03.09.2006
© by Rupert Vogl
Review Zurück | HOME
Seite 1
Canon EF 17-40mm 1:4 L USM
Neben dem Sigma 18-50 f/2.8 und dem EF-S 17-85 IS USM, beide bereits vorgestellt, ist das Canon EF 17-40 ein weiteres beliebtes "Standardzoom" für 1.6x Crop SLRs, wo es eine alltagstaugliche Brennweite von 27-64 mm bietet. Für Vollformat Kameras nicht weniger interessant, schließlich bekommt man ein bezahlbares und hochwertiges Zoomobjektive für extremere Weitwinkel. Da es sich um ein "L" Objektiv handelt, sind die Erwartungen hoch: Wie ist die Schärfe?

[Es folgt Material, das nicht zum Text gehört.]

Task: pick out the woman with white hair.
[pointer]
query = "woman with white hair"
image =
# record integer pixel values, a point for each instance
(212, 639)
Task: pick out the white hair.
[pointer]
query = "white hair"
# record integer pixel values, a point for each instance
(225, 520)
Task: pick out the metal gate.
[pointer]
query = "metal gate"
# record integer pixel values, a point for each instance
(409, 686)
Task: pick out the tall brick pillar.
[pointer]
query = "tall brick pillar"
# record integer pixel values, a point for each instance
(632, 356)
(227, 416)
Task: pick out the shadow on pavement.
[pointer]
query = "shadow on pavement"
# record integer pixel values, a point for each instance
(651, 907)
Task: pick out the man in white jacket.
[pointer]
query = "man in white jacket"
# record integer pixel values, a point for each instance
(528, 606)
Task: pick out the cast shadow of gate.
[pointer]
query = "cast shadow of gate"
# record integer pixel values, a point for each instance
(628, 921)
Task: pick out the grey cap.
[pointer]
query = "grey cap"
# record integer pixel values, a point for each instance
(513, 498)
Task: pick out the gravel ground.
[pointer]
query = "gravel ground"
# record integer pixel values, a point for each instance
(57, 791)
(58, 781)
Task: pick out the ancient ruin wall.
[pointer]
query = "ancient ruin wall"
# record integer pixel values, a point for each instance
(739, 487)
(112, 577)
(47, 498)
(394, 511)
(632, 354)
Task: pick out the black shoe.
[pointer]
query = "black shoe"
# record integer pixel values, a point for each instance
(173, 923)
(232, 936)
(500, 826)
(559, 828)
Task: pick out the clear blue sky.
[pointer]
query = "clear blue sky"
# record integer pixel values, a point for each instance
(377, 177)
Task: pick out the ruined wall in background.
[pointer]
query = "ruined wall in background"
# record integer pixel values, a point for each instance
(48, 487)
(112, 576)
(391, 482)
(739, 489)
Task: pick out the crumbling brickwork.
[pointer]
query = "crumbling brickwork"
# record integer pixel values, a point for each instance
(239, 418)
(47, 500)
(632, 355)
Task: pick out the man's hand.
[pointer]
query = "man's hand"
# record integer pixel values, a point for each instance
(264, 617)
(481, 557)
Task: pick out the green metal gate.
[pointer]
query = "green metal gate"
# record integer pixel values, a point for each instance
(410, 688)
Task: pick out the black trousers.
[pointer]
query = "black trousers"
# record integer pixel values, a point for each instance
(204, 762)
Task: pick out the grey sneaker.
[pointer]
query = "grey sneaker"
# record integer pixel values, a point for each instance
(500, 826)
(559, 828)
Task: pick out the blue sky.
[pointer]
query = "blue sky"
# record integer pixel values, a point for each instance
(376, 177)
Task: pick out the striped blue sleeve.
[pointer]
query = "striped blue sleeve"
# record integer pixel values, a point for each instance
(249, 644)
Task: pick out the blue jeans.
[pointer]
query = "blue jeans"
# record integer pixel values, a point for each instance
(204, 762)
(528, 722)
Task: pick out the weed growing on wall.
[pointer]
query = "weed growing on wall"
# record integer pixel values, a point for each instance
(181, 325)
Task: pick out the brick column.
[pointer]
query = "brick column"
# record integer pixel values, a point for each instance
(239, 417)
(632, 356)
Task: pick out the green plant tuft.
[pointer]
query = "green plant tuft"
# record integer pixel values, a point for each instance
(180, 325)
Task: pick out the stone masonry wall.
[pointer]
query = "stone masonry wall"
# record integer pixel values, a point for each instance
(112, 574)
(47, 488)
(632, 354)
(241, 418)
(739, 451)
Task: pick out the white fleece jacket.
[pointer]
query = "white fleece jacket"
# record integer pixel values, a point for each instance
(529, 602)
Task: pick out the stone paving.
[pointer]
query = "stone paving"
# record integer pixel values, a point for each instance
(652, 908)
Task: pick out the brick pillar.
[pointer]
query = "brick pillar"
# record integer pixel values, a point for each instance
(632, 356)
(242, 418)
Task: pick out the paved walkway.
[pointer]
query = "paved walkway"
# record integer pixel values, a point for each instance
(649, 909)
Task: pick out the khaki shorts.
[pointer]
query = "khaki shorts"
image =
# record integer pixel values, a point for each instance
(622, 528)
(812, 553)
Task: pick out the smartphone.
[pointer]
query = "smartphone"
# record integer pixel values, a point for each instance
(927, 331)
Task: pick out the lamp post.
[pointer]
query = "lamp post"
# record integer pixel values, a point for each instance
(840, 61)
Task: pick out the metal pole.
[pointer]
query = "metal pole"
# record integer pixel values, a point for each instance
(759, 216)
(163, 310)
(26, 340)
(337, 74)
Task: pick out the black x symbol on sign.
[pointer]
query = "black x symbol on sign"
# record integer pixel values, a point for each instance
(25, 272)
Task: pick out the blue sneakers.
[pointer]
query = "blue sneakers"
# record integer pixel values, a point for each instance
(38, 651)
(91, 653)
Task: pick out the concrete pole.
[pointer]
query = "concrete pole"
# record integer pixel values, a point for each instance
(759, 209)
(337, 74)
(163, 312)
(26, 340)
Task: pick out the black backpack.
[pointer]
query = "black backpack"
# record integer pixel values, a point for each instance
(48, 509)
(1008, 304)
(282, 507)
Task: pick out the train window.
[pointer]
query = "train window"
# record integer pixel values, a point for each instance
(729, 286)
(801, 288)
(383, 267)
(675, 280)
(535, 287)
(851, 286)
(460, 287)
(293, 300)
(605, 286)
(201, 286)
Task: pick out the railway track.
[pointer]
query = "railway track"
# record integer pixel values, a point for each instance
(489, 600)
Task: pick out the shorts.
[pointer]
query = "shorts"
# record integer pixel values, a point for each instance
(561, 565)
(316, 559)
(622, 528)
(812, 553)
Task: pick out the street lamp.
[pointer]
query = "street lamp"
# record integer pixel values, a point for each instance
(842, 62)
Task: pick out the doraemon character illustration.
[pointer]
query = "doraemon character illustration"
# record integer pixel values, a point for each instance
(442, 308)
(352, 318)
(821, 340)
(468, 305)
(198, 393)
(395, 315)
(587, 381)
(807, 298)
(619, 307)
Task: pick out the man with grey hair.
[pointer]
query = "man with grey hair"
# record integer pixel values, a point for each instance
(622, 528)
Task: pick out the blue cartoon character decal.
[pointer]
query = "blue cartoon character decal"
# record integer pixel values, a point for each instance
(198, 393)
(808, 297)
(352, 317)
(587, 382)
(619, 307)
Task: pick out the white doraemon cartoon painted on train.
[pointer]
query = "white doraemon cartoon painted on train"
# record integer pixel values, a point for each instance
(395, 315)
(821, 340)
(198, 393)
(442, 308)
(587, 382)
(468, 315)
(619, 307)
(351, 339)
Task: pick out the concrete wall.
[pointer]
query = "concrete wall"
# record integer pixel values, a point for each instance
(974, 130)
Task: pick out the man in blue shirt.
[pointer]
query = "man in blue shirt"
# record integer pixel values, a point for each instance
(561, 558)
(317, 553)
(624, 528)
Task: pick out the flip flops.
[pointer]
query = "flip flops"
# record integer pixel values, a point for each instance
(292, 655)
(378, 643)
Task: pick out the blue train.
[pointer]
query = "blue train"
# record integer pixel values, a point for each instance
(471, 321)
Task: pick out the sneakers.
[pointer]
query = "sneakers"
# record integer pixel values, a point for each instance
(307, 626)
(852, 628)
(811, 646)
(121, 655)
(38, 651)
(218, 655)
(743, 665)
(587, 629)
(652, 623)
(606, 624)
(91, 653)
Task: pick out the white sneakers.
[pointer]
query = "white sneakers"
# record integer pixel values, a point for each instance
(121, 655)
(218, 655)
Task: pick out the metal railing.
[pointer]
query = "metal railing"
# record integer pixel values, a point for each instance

Halten sich die Verzeichnungen in Grenzen? Wie gut sind Farb- und Kontrastwiedergabe?
Technische Daten:

Glieder / Linsen: 9 / 12
Diagonaler Bildwinkel: 104° - 57°30'
Kleinste Blende: 22
Naheinstellgrenze: 0,28 m
Grösster Abbildungsmaßstab: 0,24 (bei 35 mm)
Filterdurchmesser: 77 mm
Durchmesser x Baulänge: 83,5 mm x 96,8 mm
Gewicht: 500 g
Auspacken und erster Eindruck
Im Karton befinden sich eine Anleitung nebst Garantiekarte, ein schöner Objektivbeutel, eine gewaltige Gegenlichtblende, wem wunderts, ist sie doch für Vollformat gerechnet, und das Objektiv selbst. Mit einem Pfund Gewicht ist das Objektiv noch nicht zu schwer. Eine 20D samt dem 17-40 liegt gut in der Hand und sorgt für eine gewisse Trägheit, die Verwacklungen entgegenwirkt. Dem Bajonett am nächsten ist der griffige Zoomring. Leichtgängig und geschmeidig geht das Zoomen vonstatten. Hinter der Eintrittslinse ist der Fokusring. Dieser ist ebenfalls sehr leichtgängig und dank FTM* Fokus kann man immer in den Autofokus eingreifen. Zwischen den beiden Drehringen ist die Entfernungsskala und der AF ein/aus Schalter platziert. Kunststoff ist das dominierende Material. Betrachten wir die Bajonettseite des Objektivs, fallen zwei Dinge auf. Zum einen die kleine Gummi Dichtlippe, die Kamera und Objektiv vor Staub und Spritzwasser** schützen soll und zum anderen eine Halterung für Folienfilter. Insgesamt sind Verarbeitung und Haptik sehr gut. Ein besonderes Highlight - so finde ich - ist der Innenzoom. Das Objektiv bleibt beim zoomen immer gleich lang.
* Full time manual Fokus
** Optimaler Staub/Spritzwasserschutz erst mit 77 mm Filter! (Siehe Bedienungsanleitung)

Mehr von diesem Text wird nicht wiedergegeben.